Abstract

The word democracy appears in neither the Declaration of Independence nor the Constitution. Yet, by the time Andrew Jackson was elected president in 1828, the transition to political democracy in the United States was complete. Thereafter, as Alexis de Tocqueville made clear, democracy became the essential characteristic of America. At the same time, Tocqueville admitted that the significance and implications of a democratic polity were often harder to appreciate. In Preserving the White Man's Republic, Joshua Aaron Lynn identifies the rudiments of modern conservatism in the populist democracy of the Jacksonians and their immediate successors. According to Lynn's conception of the Jacksonians' democratic ideology, the full expression of individualism and the full exercise of citizenship rested on patriarchy and white supremacy. The subjugation of women and Black people assured equality among white men.
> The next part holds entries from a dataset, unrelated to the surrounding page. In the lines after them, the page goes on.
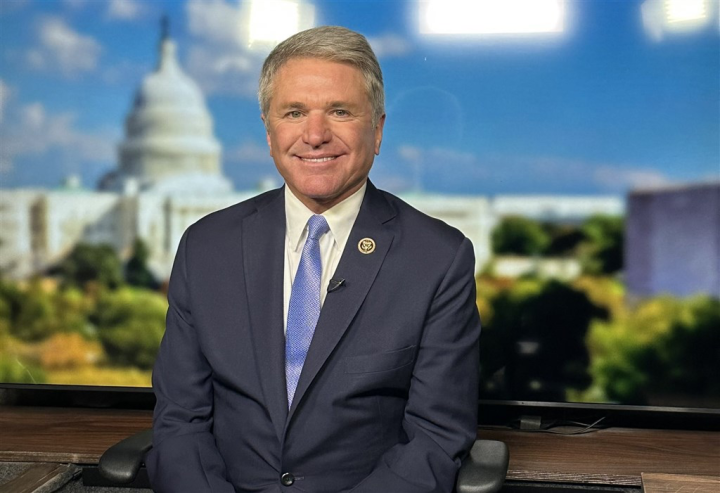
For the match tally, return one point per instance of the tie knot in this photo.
(317, 226)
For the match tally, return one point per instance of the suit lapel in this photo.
(263, 257)
(359, 271)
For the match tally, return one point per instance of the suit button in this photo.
(287, 479)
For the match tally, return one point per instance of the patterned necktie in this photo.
(304, 308)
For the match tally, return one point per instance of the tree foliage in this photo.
(536, 334)
(516, 235)
(601, 251)
(91, 263)
(665, 346)
(131, 323)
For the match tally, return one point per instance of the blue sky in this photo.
(602, 108)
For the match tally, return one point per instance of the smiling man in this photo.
(321, 337)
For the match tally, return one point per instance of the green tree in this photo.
(664, 346)
(564, 239)
(91, 263)
(601, 251)
(14, 370)
(516, 235)
(539, 328)
(131, 323)
(136, 270)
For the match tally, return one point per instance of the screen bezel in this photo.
(506, 413)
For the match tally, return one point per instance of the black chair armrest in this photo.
(484, 469)
(121, 462)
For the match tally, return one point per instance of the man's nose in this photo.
(317, 132)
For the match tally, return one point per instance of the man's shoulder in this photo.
(417, 223)
(229, 219)
(237, 212)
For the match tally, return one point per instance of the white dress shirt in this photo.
(340, 218)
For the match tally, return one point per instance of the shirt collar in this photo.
(341, 218)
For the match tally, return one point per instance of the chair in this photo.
(482, 471)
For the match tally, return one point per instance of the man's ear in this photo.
(378, 134)
(267, 132)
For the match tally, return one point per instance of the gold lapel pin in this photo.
(366, 245)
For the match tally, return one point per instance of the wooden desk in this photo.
(616, 456)
(677, 483)
(607, 457)
(65, 435)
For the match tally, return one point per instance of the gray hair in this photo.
(332, 43)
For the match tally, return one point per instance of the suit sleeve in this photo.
(441, 413)
(184, 457)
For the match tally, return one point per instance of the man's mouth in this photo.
(317, 159)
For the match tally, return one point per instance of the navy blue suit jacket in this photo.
(387, 399)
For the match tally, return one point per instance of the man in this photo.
(259, 389)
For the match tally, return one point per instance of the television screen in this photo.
(575, 142)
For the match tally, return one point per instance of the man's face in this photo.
(320, 132)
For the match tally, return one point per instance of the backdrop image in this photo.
(575, 142)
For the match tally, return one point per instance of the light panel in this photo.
(491, 16)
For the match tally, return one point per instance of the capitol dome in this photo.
(169, 144)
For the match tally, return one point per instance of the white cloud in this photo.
(215, 21)
(125, 9)
(389, 45)
(218, 59)
(248, 152)
(5, 93)
(64, 49)
(224, 71)
(39, 133)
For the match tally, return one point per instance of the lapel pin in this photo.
(366, 245)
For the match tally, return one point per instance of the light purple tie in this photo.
(304, 308)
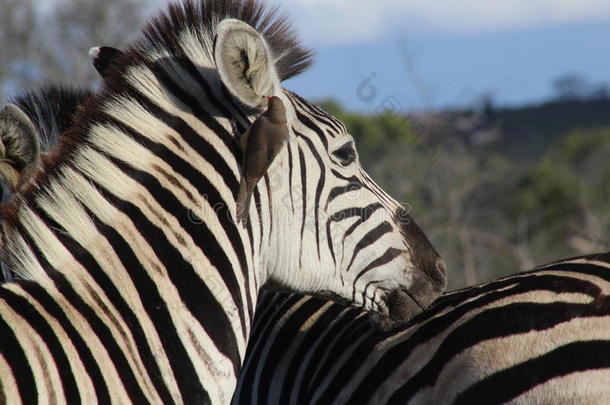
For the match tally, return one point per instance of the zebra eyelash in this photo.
(346, 154)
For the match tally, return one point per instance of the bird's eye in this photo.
(346, 154)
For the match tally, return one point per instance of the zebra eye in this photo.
(346, 154)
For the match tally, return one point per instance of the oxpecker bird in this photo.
(260, 144)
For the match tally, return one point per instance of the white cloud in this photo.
(323, 21)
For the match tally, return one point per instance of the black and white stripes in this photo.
(136, 285)
(536, 337)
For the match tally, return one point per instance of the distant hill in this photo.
(525, 132)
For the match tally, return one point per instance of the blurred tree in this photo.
(570, 87)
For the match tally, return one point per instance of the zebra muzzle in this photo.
(402, 305)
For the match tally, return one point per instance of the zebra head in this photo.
(329, 218)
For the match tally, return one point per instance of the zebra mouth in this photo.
(399, 307)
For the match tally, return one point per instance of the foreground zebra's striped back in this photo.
(539, 337)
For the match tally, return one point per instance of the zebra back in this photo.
(534, 337)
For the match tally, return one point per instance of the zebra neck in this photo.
(146, 204)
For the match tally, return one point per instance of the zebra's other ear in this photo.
(245, 63)
(19, 147)
(103, 57)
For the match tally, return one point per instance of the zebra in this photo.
(472, 346)
(135, 284)
(537, 337)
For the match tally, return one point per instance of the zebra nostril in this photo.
(441, 266)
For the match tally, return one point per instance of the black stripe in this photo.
(84, 352)
(101, 330)
(319, 187)
(298, 360)
(314, 374)
(88, 262)
(283, 335)
(156, 308)
(508, 384)
(14, 355)
(354, 330)
(193, 291)
(256, 346)
(200, 233)
(201, 114)
(290, 165)
(371, 237)
(201, 182)
(303, 199)
(432, 324)
(318, 114)
(36, 321)
(499, 322)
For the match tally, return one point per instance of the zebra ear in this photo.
(245, 63)
(19, 147)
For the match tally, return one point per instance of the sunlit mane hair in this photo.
(51, 109)
(289, 56)
(162, 36)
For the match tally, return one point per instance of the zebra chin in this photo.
(401, 305)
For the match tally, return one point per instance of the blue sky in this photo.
(434, 54)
Unlike, for example, the Progressives of the early twentieth century, the Jacksonians did not believe that democracy could be strengthened by its extension to political outcasts. Nature itself had denied them individual rights. Government in the name of the people thus came to mean government in the name of white men. “The people” may have been a political abstraction; white men, Lynn insists, were not. Amid the intensifying sectional crisis and mounting reform ferment of the 1840s and 1850s, “democrats no longer aspired to enlarge democracy,” but to reserve its privileges “exclusively for white men” (p. 3). It was, he concludes, an inherently conservative and, in the end, reactionary undertaking.